Eitss, jangan pernah berfikiran kalo uang sakunya ditambah berarti uang saku Wulan jadi tambah banyak. Wulan tidak mendapat uang saku seperti kita yang setiap hari mendapat uang saku dari orang tua kita. Tapi mereka mendapat uang saku jika ada uang lebihan dari hasil kerja bapaknya.
Jadi kalian harus bersyukur kalo kalian jauh lebih beruntung dari Galih dan Wulan. Jadi uang sakunya jangan dihabiskan buat jajan aja, tapi sisihkanlah untuk berbagi kepada sesama yang jauh lebih membutuhkan kalo gak mau ya ditabung sajalah untuk bekal masa depan. Pokoknya manfaatkan uang sakumu sebaik – baiknya terlebih lagi untuk hal – hal yang penting dan bermanfaat J. Ingatlah kalo uang saku tersebut adalah hasil kucuran keringat kedua orang tuamu atau mungkin kucuran dari keringatmu sendiri.
Setelah bekerja seharian akhirnya Pak Mulyadi pulang ke rumahnya dan disana Galih sudah menunggu bapaknya mungkin karena dia hendak menanyakan uang untuk membeli buku. Belum sampai masuk rumah Galih pun bertanya kepada bapaknya tentang permintaannya tadi malam.

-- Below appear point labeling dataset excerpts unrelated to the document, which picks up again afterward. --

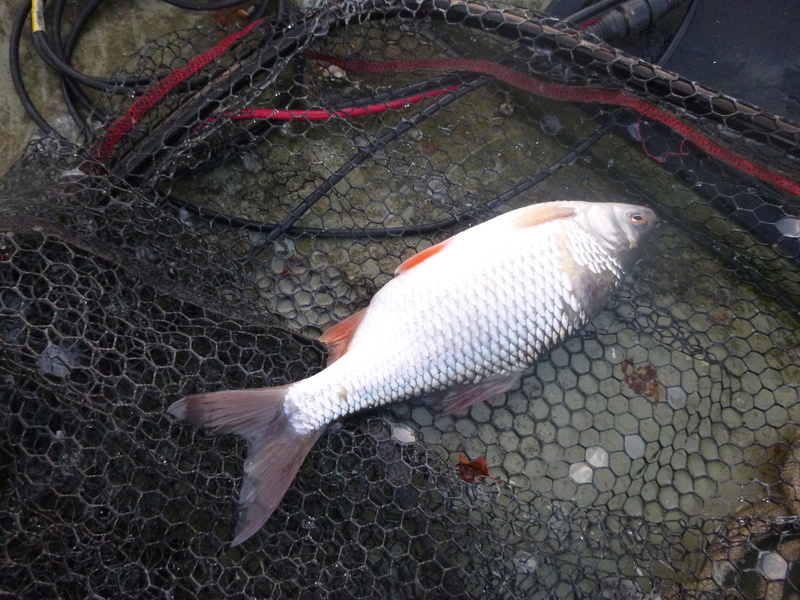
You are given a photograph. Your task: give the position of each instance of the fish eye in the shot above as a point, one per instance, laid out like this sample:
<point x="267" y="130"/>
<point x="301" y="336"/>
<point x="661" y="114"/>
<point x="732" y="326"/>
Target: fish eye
<point x="638" y="219"/>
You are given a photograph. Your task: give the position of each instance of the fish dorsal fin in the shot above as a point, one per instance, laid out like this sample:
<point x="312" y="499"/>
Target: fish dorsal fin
<point x="338" y="337"/>
<point x="529" y="216"/>
<point x="422" y="256"/>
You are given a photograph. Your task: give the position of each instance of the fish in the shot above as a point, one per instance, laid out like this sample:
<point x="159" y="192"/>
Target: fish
<point x="458" y="324"/>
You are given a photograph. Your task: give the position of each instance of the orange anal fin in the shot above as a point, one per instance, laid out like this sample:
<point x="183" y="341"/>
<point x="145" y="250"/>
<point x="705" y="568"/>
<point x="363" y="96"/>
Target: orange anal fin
<point x="462" y="397"/>
<point x="421" y="256"/>
<point x="338" y="337"/>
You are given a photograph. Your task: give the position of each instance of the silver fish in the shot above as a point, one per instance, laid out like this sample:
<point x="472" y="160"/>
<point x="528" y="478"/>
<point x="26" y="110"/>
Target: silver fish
<point x="460" y="321"/>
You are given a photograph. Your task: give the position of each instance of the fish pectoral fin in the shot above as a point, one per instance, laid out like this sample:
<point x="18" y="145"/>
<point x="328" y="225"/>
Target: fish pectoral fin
<point x="461" y="397"/>
<point x="275" y="450"/>
<point x="422" y="256"/>
<point x="338" y="337"/>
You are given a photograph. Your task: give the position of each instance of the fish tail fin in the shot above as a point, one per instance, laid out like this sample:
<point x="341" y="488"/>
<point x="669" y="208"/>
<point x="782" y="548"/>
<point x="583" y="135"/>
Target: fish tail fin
<point x="275" y="450"/>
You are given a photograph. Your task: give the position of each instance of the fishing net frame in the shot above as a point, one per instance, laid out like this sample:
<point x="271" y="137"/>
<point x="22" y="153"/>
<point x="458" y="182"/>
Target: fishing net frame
<point x="119" y="296"/>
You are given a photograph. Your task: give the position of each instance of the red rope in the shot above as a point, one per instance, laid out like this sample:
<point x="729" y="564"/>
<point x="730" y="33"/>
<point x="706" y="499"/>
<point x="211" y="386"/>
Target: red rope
<point x="322" y="115"/>
<point x="145" y="102"/>
<point x="563" y="92"/>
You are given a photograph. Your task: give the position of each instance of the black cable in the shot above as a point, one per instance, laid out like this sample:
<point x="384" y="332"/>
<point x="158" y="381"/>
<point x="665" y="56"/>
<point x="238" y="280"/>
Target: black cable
<point x="590" y="12"/>
<point x="680" y="33"/>
<point x="358" y="159"/>
<point x="375" y="232"/>
<point x="70" y="90"/>
<point x="286" y="226"/>
<point x="186" y="5"/>
<point x="14" y="42"/>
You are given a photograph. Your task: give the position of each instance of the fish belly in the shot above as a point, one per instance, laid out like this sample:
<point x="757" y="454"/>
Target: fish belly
<point x="465" y="318"/>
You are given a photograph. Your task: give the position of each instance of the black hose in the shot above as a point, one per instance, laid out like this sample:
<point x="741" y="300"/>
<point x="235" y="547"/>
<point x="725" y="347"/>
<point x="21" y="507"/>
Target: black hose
<point x="14" y="42"/>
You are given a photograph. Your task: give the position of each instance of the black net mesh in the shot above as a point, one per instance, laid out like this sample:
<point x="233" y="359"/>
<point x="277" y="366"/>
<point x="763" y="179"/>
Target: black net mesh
<point x="183" y="249"/>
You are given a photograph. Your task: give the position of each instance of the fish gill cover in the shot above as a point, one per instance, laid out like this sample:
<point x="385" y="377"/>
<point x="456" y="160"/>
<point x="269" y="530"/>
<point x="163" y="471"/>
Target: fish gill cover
<point x="261" y="183"/>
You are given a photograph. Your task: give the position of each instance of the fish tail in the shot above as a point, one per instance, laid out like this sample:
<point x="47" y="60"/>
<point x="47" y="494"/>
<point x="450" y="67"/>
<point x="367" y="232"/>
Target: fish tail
<point x="275" y="450"/>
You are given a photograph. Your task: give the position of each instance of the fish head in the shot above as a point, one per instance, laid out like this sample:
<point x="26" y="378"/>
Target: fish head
<point x="622" y="226"/>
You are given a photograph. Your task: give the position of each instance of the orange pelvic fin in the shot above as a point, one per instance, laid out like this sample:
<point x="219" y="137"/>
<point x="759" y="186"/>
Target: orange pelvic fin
<point x="275" y="450"/>
<point x="338" y="337"/>
<point x="462" y="397"/>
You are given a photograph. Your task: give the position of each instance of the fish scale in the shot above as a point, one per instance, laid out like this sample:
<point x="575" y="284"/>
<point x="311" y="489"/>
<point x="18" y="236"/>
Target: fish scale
<point x="460" y="321"/>
<point x="497" y="342"/>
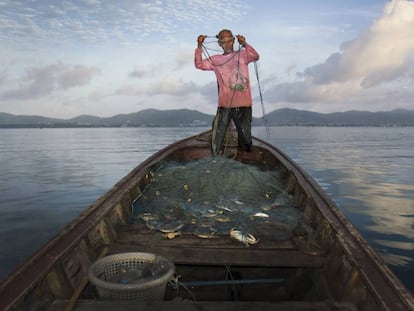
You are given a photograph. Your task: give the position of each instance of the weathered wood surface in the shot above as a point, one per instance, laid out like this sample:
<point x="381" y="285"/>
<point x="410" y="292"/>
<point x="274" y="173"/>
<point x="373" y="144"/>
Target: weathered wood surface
<point x="190" y="249"/>
<point x="94" y="305"/>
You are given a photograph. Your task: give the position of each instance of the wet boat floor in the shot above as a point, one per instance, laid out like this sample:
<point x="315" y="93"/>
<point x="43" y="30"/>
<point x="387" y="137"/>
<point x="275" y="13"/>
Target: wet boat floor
<point x="269" y="275"/>
<point x="188" y="249"/>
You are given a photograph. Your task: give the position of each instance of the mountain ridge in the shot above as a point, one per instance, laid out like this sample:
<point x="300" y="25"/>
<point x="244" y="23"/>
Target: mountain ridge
<point x="186" y="117"/>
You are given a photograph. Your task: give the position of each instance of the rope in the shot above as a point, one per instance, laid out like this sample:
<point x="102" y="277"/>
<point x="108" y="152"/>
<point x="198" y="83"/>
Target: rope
<point x="268" y="137"/>
<point x="207" y="55"/>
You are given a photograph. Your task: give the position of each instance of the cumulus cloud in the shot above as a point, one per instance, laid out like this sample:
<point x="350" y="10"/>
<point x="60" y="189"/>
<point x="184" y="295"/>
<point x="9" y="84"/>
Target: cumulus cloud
<point x="381" y="55"/>
<point x="41" y="81"/>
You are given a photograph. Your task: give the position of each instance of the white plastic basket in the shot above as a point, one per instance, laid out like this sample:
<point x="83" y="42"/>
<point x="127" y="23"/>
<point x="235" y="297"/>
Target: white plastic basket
<point x="147" y="288"/>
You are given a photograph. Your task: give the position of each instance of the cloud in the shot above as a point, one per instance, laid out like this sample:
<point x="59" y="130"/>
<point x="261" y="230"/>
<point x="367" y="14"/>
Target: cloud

“ Pak, pripun gawene niku wau ? angsal rejeki katah nopo mboten ? “ Tanya Galih dengan penuh rasa ingin tau.
“ Alhamdulillah leh dino iki rejekine bapak lancar, onok lebihan duit kanggo mbayar buku ambek jajane adikmu “ jawab pak Mulyadi.
“ Alhamdulillah, matur nuwun nggeh pak “ jawab Galih dengan perasaan gembira.
Semua rejeki datangnya dari Allah SWT, memang terkadang kita tidak pernah menyadari datangnya suatu rejeki. Semua rejeki sudah diatur oleh-Nya tugas kita hanyalah berusaha, berdo’a, bersyukur dan selau berbuat baik kepada sesama untuk mendapatkan rejeki tersebut.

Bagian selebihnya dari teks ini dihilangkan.